「あまくておいしい有希子のテレビ」という、ちょっと不思議なコピー。

かつて岡田有希子さんが起用された、カラフルなポータブルテレビのCMで使われていたようです。

最近ユッコさんの声でこの惹句を耳にしたのですが、なぜかわたしの頭に浮かんだのは。

あまくもおいしくもない、かわいいテレビともかけ離れた、かつて存在したある機関車のことでした。

どことなく、彼女と似ている気がしたから。

 

……

 

DD54型ディーゼル機関車。

 

1966年に初号機が完成。67年生まれのユッコさんと、ほぼ同世代です。

当時まだ現役で走っていた山陰地方の蒸気機関車の、盛大に吐き出す煙をなくす目的で、71年までに40両がつくられました。

 

先輩にあたるDD51型の文鎮みたいな外観とは違う、いまも古さを感じない素敵なデザインの赤い機関車。エンジンや変速機は西ドイツのメーカーと提携して設計された、当時最先端のものでした。

 

この機関車について特筆すべきは、日本の鉄道車両のなかでも、極端に短命だったこと。

最新鋭だったにもかかわらず、わずか12年後の78年には、なんと全ての車両が廃車となってしまいます。

 

発端は、走行中にエンジンと動輪を繋ぐ推進軸が折れ、線路に突き刺さり「棒高跳び」状態となって脱線転覆するという、ありえない事故が起きたことでした。

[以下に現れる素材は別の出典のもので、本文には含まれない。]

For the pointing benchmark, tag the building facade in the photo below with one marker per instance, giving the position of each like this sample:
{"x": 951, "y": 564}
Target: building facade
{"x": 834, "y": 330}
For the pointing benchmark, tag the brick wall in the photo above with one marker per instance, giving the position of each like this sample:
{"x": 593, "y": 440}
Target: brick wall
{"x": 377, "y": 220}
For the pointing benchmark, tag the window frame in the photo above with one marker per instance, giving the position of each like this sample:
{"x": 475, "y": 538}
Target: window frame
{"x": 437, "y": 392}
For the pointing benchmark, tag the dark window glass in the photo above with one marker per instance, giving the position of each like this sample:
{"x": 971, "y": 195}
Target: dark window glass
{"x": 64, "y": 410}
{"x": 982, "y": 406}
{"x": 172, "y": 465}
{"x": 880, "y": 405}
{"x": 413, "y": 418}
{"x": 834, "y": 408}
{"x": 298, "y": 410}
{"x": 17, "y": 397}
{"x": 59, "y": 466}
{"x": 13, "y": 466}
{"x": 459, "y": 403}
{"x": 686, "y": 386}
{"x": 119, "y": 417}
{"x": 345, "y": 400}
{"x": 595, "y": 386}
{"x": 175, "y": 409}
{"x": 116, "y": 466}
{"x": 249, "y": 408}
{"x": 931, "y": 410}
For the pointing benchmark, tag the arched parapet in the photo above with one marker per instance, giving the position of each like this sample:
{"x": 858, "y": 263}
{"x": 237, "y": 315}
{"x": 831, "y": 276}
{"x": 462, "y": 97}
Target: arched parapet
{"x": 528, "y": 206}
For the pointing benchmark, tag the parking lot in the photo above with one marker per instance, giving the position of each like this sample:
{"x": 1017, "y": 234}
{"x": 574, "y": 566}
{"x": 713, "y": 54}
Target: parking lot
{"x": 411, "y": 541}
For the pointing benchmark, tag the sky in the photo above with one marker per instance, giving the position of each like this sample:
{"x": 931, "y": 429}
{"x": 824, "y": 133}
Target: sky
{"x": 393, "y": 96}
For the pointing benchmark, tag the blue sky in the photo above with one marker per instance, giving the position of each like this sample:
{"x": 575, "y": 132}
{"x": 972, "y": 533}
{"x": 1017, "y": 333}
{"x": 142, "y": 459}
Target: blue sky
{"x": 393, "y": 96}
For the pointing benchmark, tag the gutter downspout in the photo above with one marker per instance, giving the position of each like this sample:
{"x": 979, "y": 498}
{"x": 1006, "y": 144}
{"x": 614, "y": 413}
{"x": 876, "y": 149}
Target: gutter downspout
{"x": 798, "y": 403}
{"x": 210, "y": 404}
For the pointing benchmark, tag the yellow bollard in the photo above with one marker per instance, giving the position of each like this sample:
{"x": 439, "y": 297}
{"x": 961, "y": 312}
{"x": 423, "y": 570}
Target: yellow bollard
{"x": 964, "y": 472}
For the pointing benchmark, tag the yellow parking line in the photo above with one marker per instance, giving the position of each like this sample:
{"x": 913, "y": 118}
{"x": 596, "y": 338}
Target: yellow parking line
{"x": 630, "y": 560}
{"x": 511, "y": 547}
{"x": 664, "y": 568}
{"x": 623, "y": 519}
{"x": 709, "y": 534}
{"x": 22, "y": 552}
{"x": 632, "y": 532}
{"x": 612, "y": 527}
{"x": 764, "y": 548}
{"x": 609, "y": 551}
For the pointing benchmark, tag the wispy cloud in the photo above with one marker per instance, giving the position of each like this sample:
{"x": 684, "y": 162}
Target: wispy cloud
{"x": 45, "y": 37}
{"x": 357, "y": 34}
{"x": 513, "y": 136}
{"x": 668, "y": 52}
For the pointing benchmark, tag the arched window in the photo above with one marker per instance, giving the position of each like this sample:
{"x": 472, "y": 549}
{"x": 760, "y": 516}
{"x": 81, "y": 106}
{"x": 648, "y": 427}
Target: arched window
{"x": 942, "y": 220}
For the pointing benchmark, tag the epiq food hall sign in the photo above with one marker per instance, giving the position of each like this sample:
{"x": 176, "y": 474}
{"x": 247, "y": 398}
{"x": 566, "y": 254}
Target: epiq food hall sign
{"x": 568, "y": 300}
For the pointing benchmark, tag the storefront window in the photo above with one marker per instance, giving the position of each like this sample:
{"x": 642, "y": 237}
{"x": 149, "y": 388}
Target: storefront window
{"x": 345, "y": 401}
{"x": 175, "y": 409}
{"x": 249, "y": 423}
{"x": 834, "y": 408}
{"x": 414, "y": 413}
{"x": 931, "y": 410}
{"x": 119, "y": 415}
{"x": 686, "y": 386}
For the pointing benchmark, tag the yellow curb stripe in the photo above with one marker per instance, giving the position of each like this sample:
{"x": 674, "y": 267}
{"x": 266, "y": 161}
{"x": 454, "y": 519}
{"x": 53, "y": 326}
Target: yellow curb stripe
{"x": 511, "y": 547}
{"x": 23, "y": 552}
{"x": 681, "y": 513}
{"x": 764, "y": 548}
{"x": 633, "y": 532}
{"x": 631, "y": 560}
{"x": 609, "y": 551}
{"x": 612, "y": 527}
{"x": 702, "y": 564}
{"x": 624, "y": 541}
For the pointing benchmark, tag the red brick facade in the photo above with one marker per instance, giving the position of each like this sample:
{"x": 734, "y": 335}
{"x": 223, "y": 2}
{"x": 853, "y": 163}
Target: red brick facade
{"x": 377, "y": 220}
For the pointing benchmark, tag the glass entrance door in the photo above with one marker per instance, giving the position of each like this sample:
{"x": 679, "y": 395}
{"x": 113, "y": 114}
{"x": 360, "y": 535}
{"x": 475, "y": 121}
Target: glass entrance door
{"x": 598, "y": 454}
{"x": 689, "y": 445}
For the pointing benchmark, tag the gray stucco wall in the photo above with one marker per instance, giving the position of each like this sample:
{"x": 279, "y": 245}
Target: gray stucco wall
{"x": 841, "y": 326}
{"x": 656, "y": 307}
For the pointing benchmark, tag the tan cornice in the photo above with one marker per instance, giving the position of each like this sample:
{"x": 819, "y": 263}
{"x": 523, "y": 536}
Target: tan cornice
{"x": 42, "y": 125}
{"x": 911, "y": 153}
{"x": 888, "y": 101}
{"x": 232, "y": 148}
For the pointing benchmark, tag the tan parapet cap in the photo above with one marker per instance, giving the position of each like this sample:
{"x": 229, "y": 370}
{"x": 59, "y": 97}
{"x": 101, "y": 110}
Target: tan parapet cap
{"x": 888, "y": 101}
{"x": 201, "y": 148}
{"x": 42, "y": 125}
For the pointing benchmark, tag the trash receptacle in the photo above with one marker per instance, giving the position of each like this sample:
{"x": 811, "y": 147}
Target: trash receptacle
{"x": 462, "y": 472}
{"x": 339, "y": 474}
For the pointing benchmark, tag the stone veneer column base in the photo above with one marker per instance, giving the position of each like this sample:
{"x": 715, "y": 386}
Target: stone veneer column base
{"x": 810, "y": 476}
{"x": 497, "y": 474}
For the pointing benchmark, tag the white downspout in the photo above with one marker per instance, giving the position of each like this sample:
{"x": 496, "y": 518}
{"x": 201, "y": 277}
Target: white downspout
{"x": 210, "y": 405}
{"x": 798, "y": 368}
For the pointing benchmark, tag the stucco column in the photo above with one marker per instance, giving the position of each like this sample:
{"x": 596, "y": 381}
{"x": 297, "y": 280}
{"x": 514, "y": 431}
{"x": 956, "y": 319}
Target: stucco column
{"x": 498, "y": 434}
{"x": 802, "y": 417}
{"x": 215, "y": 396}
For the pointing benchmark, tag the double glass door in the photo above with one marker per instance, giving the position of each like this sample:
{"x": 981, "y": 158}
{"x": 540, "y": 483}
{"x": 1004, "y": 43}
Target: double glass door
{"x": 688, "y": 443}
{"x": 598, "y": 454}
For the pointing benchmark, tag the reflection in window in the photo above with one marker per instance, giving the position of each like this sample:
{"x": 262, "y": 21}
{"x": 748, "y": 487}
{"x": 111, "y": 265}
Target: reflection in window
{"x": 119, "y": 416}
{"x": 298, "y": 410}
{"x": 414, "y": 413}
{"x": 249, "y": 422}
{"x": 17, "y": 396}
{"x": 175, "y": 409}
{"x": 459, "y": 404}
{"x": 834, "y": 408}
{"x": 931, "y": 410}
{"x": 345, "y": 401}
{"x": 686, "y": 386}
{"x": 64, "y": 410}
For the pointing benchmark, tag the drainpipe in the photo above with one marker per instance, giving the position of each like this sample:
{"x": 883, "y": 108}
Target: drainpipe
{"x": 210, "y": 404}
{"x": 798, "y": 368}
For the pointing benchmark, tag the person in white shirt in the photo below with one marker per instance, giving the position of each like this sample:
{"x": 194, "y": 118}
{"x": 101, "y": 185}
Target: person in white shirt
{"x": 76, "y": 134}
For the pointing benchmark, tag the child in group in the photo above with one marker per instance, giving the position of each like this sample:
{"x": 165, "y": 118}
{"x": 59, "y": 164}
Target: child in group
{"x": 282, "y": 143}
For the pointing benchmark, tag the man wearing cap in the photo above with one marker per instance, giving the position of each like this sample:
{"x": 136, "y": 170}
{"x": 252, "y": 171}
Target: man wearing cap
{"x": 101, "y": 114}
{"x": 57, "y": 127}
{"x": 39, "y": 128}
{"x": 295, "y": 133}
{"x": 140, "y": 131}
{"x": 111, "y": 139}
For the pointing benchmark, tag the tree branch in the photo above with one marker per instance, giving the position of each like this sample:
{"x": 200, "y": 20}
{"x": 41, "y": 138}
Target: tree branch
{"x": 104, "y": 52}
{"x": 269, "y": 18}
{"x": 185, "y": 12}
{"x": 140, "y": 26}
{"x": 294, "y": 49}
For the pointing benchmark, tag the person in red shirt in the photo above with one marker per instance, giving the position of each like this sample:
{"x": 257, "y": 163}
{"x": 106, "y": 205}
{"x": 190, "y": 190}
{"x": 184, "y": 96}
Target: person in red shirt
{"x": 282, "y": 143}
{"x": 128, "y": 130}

その後も故障や事故が続いたあげく、機関車として失敗作との烙印を押されてしまいます。

 

どうしてそのようなことになったのでしょうか?

 

遠い欧州の先進技術でつくられた心臓部をはじめとする、複雑で精緻を極めた機械。

これを保守するために必要な技術力が、当時の国鉄やメーカーに足りなかったから、とする説があります。

 

早熟な少女のなかの、繊細で敏感な心。激しく揺らいでしまったそのとき、大人たちは彼女を守りきれなかった。

全然関係ないのですが…わたしはどうしても、ユッコさんのことを重ねずにはいられません。

 

そんな悲運のディーゼル機関車・DD54型にも、およそ1年半という短い期間ながら華やかな活躍のときがありました。

ユッコさんがうたった「二人のブルー・トレイン」のモデルといわれた列車、寝台特急「出雲」の牽引です。

 

深い緑に抱かれた、朝もやにかすむ湖を臨む二本のレール。

青い列車の先頭に立つ、美しく輝く赤い機関車が、かつてそこに確かに存在していました。